April 22, 2015

U.S. Science Group Urges President Obama: Use Upcoming U.N. Nuclear Weapons Conference to End “Hair-Trigger” Nuclear Weapons Alert

More Than 20,000 Contact White House in Support of Initiative to Reduce Nuclear Risks without Compromising Security

WASHINGTON (April 22, 2015)—The Union of Concerned Scientists (UCS) is calling on President Barack Obama to use the Nuclear Non-Proliferation Treaty (NPT) Review Conference—which begins this Monday, April 27 at the United Nations—to announce an end to the Cold War practice of keeping U.S. ground-based nuclear missiles on “hair trigger” alert.

Recognizing Russia’s recent aggressive military actions and hostile rhetoric, UCS maintains it is precisely during times of heightened tension that misunderstandings and mistakes are most likely to happen. Current U.S. and Russian nuclear weapon policies make such miscalculations potentially lethal on a global scale.

“Our two countries are still living with a short-burning nuclear fuse that dates back to the Cold War,” said physicist David Wright, co-director of UCS’s Global Security Program. “It’s a dangerous relic that could have devastating human, environmental and economic consequences.”

Today, just as at the height of the Cold War, U.S. intercontinental ballistic missiles (ICBMs) are on hair-trigger status, ready to be fired in minutes in response to a warning of an incoming attack. Several instances of erroneous and misinterpreted warning signals illustrate how this “launch on warning” posture creates a risk of a mistaken launch.

Removing our 450 land-based missiles from hair-trigger alert would increase U.S. security while retaining a secure deterrent, as U.S. nuclear-armed submarines hiding in the oceans are invulnerable to attack and could be used to retaliate in the event of a nuclear strike.

UCS has launched a new public initiative to persuade President Obama to exercise his authority as commander in chief and end hair-trigger status. The group’s initial calls to action generated more than 20,000 letters to the White House. A number of other arms control and security organizations have issued similar appeals.

As candidates, both President Obama and former President George W. Bush called for an end to hair-trigger alert. This policy change also enjoys strong support among many U.S. national security experts, including former secretaries of state and defense, members of the Joint Chiefs and commanders of U.S. Strategic Command.

The issue of nuclear risk reduction will be a prominent theme at this year’s NPT Review Conference, which runs through May 22. Last year, 160 countries voted in support of a resolution to “decrease the operational readiness of nuclear weapons systems, with a view to ensuring that all nuclear weapons are removed from high alert status.”

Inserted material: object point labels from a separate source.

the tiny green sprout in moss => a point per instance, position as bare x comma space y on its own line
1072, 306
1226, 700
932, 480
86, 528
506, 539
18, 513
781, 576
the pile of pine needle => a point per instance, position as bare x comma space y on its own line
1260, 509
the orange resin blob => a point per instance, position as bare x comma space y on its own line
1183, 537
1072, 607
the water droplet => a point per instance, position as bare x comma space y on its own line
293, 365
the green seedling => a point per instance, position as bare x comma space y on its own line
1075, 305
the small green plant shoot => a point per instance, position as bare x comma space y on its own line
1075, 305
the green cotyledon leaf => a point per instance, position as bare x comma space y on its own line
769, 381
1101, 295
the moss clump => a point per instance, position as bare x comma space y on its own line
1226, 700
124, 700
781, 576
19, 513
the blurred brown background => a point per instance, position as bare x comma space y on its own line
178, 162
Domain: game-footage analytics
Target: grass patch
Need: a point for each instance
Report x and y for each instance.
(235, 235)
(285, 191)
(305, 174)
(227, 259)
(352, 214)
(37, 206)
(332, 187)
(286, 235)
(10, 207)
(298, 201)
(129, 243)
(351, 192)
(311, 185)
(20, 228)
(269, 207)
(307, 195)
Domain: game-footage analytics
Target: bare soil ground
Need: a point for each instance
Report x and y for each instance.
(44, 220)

In addition, the Non-Proliferation and Disarmament Initiative (NPDI), a coalition including Japan, Canada and Germany, will bring before the Review Conference a working paper that calls on all nuclear weapons states to take “concrete and meaningful steps, whether unilaterally, bilaterally or regionally, to further reduce the operational status of nuclear weapons.”

“There is no reason to continue accepting the serious risks that U.S. and Russian launch-on-warning policies entail,” said Lisbeth Gronlund, a physicist and the other co-director of UCS’s Global Security Program. “Nor should the United States wait for Russia to take action. President Obama should make the world safer by taking U.S. land-based missiles off hair-trigger alert.”

An announcement by the United States that it will eliminate hair-trigger status for its land-based missiles would also send a strong signal to the NPT Review Conference delegates that the United States is committed to reducing the risks that its nuclear weapons pose.

The Union of Concerned Scientists puts rigorous, independent science to work to solve our planet's most pressing problems. Joining with people across the country, we combine technical analysis and effective advocacy to create innovative, practical solutions for a healthy, safe, and sustainable future.